Abstract - Injury 1999 Apr;30(3):209-14
Early continuous noninvasive hemodynamic monitoring after severe blunt trauma.
Velmahos GC; Wo CC; Demetriades D; Shoemaker WC Department of Surgery, University of Southern California School of Medicine, Los Angeles, USA.
BACKGROUND: Invasive haemodynamic parameters obtained by pulmonary artery (PA) catheterization from survivors' patterns were reported to provide criteria for therapeutic goals in high-risk elective surgery and accidental injuries. This approach is limited because PA catheterization requires critical care conditions; however, noninvasive methods can provide early information anywhere in the hospital.
OBJECTIVES: To evaluate the feasibility of using noninvasive haemodynamic monitoring of patients with severe blunt trauma immediately after emergency department (ED) admission and to describe the early time course of haemodynamic events in survivors and nonsurvivors of blunt trauma.
SETTING: A large, academic, level-I trauma centre.

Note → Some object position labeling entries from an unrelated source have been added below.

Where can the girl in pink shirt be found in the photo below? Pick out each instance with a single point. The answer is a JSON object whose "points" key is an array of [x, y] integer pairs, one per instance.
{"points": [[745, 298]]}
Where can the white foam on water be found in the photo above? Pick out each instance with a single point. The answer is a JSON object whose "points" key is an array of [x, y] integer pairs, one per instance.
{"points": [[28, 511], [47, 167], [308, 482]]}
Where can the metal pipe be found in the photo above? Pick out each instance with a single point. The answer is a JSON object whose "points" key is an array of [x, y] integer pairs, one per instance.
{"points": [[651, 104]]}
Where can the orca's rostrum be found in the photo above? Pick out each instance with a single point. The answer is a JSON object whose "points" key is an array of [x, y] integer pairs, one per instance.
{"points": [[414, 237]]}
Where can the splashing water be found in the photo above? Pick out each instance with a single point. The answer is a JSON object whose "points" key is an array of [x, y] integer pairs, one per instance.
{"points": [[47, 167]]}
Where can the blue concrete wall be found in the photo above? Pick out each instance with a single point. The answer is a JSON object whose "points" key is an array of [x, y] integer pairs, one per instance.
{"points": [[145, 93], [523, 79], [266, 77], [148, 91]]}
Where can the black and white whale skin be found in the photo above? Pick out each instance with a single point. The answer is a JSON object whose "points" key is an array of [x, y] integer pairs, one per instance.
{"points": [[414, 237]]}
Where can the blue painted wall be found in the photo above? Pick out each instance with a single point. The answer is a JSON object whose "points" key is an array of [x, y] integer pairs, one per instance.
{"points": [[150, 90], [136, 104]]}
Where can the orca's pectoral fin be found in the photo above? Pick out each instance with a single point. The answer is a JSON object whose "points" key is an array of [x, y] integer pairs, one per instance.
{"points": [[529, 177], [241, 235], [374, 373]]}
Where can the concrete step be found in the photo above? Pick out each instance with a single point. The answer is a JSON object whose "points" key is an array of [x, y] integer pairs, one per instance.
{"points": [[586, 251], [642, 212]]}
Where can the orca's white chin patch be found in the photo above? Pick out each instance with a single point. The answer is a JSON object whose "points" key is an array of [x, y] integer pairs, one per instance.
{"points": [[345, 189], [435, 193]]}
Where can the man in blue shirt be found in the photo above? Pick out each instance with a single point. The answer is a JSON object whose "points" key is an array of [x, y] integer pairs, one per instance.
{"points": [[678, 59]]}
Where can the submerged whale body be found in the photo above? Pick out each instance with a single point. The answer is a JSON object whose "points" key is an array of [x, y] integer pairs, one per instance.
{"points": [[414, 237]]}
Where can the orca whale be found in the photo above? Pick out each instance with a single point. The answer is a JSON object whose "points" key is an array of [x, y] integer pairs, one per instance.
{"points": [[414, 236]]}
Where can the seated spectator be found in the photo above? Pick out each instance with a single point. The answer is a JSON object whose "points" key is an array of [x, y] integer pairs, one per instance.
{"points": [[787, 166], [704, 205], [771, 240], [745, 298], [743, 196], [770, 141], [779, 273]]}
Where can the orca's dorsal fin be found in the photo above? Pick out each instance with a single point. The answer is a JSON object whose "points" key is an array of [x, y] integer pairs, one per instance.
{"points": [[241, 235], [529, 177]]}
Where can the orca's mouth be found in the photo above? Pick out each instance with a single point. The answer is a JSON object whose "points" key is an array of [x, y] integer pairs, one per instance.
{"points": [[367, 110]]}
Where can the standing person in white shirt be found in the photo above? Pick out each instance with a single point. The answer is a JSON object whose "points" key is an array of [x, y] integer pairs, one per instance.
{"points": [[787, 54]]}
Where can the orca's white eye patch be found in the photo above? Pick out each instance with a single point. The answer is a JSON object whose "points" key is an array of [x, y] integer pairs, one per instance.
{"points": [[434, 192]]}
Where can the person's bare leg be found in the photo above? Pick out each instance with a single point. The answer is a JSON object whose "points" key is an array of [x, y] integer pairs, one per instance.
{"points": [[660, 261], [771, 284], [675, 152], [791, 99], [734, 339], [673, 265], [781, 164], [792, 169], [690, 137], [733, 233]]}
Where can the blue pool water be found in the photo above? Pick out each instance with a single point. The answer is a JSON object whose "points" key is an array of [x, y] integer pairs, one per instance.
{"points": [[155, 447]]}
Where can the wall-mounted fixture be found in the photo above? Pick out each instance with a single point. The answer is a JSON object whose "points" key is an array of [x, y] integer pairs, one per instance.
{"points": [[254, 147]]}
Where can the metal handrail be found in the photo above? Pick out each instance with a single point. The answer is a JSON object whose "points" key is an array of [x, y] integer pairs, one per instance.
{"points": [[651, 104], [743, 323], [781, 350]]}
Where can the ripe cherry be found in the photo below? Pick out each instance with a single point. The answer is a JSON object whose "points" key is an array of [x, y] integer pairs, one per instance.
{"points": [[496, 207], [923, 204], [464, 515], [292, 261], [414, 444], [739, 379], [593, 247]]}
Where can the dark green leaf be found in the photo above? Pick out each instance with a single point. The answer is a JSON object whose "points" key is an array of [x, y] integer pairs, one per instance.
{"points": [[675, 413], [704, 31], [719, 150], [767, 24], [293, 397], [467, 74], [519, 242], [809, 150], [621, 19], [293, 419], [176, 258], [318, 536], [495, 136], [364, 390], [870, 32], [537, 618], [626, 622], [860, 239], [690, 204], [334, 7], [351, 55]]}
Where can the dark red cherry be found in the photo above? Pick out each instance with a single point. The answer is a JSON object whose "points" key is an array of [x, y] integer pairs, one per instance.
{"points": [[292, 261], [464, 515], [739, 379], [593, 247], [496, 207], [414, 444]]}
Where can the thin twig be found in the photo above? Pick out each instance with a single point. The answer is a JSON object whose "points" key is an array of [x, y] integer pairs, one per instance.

DESIGN: Prospective, descriptive haemodynamic study.
PATIENTS AND METHODS: 38 severely injured patients, 22 (58%) survivors and 16 (42%) nonsurvivors, with ISS > 15 were monitored by: (a) an improved thoracic bioelectric impedance device that estimated cardiac output noninvasively and continuously, (b) simultaneous arterial oxygen saturation by pulse oximetry, (c) noninvasive blood pressure measurement and (d) transcutaneous oxygen and carbon dioxide sensors. The patients were monitored as soon as possible upon arrival at the ED and continued during the first 24 h or more after admission. When the patient reached the ICU, monitoring by PA catheterization was undertaken to validate the noninvasive methods and for continued diagnostic evaluations.
RESULTS: Cardiac output estimations by thermodilution and bioimpedance were well correlated; r = 0.91. Survivors started with high cardiac index (CI) values that subsequently rose to over 4 L/min/m2; arterial oxygen saturation (SaO2), transcutaneous oxygen tension and transcutaneous-oxygen-tension-to-inspired-fraction-of-oxygen-concentr ati on (PtcO2/FiO2) values were normal in survivors and higher than those of the nonsurvivors. In the 1st h after admission, nonsurvivors' blood pressures were higher than normal and higher than that of the survivors, but in the 2nd and 3rd h, both groups were in the normal range; thereafter, nonsurvivors' values were lower than survivors' and often lower than normal.
CONCLUSIONS: The noninvasive haemodynamic monitoring system provides reasonably accurate, continuous, on-line, real-time display of haemodynamic data that show marked differences in the early patterns of survivors and nonsurvivors. The study suggests noninvasive monitoring may be used for early detection and correction of posttraumatic circulatory deficits.